Базарный день. Площадь, окруженную приземистыми домишками, заполонили крестьяне, они толпятся и толкаются, являя глазу пеструю, многоцветную картину. Чего здесь только нет: вышитые такии мюзетяров, высокие телеши гегов, белые шапочки косоваров, тюляфы лябов с шишечкой на макушке, кепки, круглые фетровые и тонкие широкополые соломенные шляпы горожан, почерневшие от пыли. Столь же разнообразна и одежда: черные штаны и накинутые поверх рубашек расшитые курточки с длинными рукавами – костюм местных жителей; белые шерстяные, в обтяжку штаны и расшитые жилеты косоваров; широкие черные шаровары гегов; пиджаки из дешевого вельвета, который блестит и переливается в первую неделю, а потом превращается в тряпку; застиранные полотняные костюмы; спортивные пиджаки из японской шерсти с хлястиком на спине.
Очень жарко. Над базаром повисло белесое облако пыли, многие крестьяне, спасаясь от солнца, подсунули под шапочки большие красные платки, пыль липнет к потным лицам. Большинство крестьян уже сгрузили на землю свой товар: мешки с пшеницей нового урожая. Несколько старух, продающих мужские носки, неторопливо о чем-то переговариваются, не прерывая вязанья. Время от времени над базаром взмывает высокий голос продавца булочек и пирожков, расхаживающего со своим лотком: «Па-па-па-пакупайте теплые булочки!» Ему вторит продавец лимонада, с двумя медными кувшинами и целым арсеналом стаканов, засунутых за кожаный пояс: «Лимона-а-ад! Кому холодный лимона-а-ад!»
Но пока что никто ничего не покупает: горожане запаслись выпеченным с утра хлебом, а крестьяне еще не успели сбыть свою пшеницу – перекупщики примутся за дело попозже, когда они потеряют уже всякую надежду и будут готовы отдать свой товар почти задаром. А пока что перекупщики лишь прицениваются:
– Почем пшеница?
– Сорок лек за тясе.[60]
Перекупщик поджимает губы.
– Тридцать.
– Нет уж спасибо! За тридцать-то я бы и на фабрику сдал, не жарился бы тут на солнышке.
Перекупщик отходит. Он уверен, что к обеду пшеницу отдадут и за двадцать пять.
Лёни пробирается через скотный рынок. Тут торгуют лошадьми, ослами, коровами, овцами. Сухой высокий крестьянин с проступающей сквозь загар малярийной бледностью держит под уздцы хилую лошаденку с выпирающими мослаками и маленькой, с кулак, головой.
Ослы здесь тоже низкорослые и тощие. На базаре мало скотины – почти всю закупают по селам торговцы и переправляют в Италию.
Среди лошадей суетится цыган. Он рассматривает пх спереди и сзади, вдумчиво, словно произведение искусства, заглядывает им в зубы. В руках у него шило, он покалывает им приглянувшегося ему осла и со знанием дела наблюдает, как тот взбрыкивает. У цыгана смуглое лицо, на котором, когда смеется, сверкают немыслимо белые зубы. В одном ухе у него большая серьга, покачивающаяся при каждом движении. Пышные усы черны, на голове соломенная шляпа. Распахнутая почти до пояса рубаха открывает черную волосатую грудь.
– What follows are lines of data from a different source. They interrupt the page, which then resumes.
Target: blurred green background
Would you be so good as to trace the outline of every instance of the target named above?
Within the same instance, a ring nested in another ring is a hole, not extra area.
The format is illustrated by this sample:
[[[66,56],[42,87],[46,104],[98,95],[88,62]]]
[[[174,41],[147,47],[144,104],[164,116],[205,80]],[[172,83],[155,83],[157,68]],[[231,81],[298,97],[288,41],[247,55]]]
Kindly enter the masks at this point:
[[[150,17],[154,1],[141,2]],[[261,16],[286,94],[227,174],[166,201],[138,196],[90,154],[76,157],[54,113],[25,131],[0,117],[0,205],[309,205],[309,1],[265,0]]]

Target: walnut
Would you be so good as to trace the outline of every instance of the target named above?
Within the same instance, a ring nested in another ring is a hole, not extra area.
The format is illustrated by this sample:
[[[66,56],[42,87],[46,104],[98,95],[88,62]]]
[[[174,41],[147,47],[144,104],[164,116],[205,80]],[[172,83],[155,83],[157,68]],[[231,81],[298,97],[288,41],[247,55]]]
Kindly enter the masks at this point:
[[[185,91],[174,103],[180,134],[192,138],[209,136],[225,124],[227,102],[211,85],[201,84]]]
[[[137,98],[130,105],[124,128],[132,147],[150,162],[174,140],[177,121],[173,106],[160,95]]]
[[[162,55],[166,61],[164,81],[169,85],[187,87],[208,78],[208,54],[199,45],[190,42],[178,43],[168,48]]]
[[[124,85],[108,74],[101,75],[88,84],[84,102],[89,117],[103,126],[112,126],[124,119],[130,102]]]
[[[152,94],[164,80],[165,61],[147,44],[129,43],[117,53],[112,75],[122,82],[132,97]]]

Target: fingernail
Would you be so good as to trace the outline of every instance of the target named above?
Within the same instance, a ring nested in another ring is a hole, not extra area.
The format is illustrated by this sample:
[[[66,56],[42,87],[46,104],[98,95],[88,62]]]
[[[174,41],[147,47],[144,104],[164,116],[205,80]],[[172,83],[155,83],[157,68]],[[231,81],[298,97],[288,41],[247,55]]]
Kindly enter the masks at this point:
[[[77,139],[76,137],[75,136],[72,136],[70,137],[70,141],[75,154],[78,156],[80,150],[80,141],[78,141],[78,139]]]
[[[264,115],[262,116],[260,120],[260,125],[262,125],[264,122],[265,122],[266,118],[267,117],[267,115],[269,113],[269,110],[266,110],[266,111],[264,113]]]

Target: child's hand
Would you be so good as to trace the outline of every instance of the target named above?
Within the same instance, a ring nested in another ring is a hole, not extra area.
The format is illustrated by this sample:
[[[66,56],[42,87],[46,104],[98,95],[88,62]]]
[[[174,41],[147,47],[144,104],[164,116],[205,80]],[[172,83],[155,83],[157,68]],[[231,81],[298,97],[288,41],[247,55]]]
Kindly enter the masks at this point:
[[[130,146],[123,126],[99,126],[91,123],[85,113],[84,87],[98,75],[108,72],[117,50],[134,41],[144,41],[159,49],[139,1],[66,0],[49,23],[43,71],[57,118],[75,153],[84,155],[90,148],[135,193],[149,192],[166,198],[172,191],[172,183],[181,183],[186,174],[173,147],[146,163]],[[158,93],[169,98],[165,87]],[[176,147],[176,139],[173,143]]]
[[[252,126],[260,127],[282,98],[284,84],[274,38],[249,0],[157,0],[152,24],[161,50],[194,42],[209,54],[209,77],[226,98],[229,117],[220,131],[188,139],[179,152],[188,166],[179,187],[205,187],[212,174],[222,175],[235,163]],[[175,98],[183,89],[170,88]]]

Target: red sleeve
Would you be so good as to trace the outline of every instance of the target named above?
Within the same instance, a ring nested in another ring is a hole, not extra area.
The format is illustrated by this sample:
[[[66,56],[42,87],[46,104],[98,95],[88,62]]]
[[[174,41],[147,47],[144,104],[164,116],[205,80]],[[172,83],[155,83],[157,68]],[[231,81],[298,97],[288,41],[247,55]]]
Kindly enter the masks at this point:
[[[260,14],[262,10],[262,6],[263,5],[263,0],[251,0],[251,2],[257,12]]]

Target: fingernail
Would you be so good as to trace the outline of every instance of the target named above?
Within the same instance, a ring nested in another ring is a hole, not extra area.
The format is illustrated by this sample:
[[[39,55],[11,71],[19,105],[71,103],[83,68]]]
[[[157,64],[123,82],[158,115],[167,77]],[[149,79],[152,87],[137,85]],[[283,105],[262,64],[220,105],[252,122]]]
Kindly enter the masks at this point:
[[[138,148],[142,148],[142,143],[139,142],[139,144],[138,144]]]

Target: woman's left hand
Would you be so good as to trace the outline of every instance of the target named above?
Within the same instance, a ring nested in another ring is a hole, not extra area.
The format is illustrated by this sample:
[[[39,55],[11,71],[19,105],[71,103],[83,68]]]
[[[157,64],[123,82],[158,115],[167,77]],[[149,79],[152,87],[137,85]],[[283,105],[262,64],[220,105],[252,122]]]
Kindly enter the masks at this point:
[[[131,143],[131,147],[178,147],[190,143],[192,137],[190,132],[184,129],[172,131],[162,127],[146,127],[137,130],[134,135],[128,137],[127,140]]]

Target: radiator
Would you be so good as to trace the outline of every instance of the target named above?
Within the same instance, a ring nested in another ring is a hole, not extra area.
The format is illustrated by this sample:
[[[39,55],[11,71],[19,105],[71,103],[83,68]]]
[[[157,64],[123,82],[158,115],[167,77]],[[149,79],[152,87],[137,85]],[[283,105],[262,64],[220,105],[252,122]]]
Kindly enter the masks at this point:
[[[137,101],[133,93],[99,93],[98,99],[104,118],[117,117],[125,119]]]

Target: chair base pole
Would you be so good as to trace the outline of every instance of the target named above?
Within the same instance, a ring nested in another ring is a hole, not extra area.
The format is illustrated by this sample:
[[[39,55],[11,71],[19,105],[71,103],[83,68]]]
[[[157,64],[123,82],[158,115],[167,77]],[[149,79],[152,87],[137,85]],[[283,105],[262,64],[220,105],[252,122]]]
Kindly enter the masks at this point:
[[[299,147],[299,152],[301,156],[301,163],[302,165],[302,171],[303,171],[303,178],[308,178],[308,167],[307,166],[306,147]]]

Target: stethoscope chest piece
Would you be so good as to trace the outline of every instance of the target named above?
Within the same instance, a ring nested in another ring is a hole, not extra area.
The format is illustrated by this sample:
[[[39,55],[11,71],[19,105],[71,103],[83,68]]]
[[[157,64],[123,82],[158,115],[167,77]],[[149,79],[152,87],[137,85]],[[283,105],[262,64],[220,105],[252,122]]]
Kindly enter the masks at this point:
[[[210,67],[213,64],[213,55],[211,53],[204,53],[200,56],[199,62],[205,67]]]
– Чего это ты колешь моего осла?
– Да вот, милок, смотрю, есть ли у него хоть чуточку «шпирито».[61]
Мимо проходит ага в белом тюляфе с шишечкой, смахивающем на каску кайзеровской армии.
– Как дела, Шазо, как жизнь?
– Хорошо, господин, дай тебе бог здоровья.
– Ну как ослы?
– Да нет у них «шпирито», милок, нету.
Лёни свернул в переулок седельщиков.
Здесь тише, слышен лишь приглушенный шум базара да постукивание стамесок по дереву. Седельщики сидят скрестив ноги на рогожах перед своими лавками: кто сшивает куски мешковины, кто набивает мешки соломой. Из кузниц неподалеку доносятся звонкие удары молота по наковальне.
Лёни вошел в кузницу Рауфа.
Подросток, брат Рауфа, вяло сгибаясь и разгибаясь, раздувал мехи.
– Здравствуй, Рауф!
Рауф держал в пламени железную болванку, зажав ее длинными щипцами. В ответ на приветствие он неторопливо повернулся к двери. Лицо у него было черное.
– Здравствуй, Лёни! Давай заходи, чего остановился? Дуй! – прикрикнул он на брата.
Лёни присел на ящик. Рауф кинул ему сигареты.
– Закуривай! – Со дня смерти сестры Лёни начал курить. – Как отец?
– Хорошо.
Рауф вытащил из печи раскаленную болванку и стал бить по ней молотом. Железо разбрызгивало в разные стороны сверкающие звездочки искр и постепенно становилось тоньше и длиннее, принимая овальную форму. Лёни внимательно наблюдал. Интересно, что это будет?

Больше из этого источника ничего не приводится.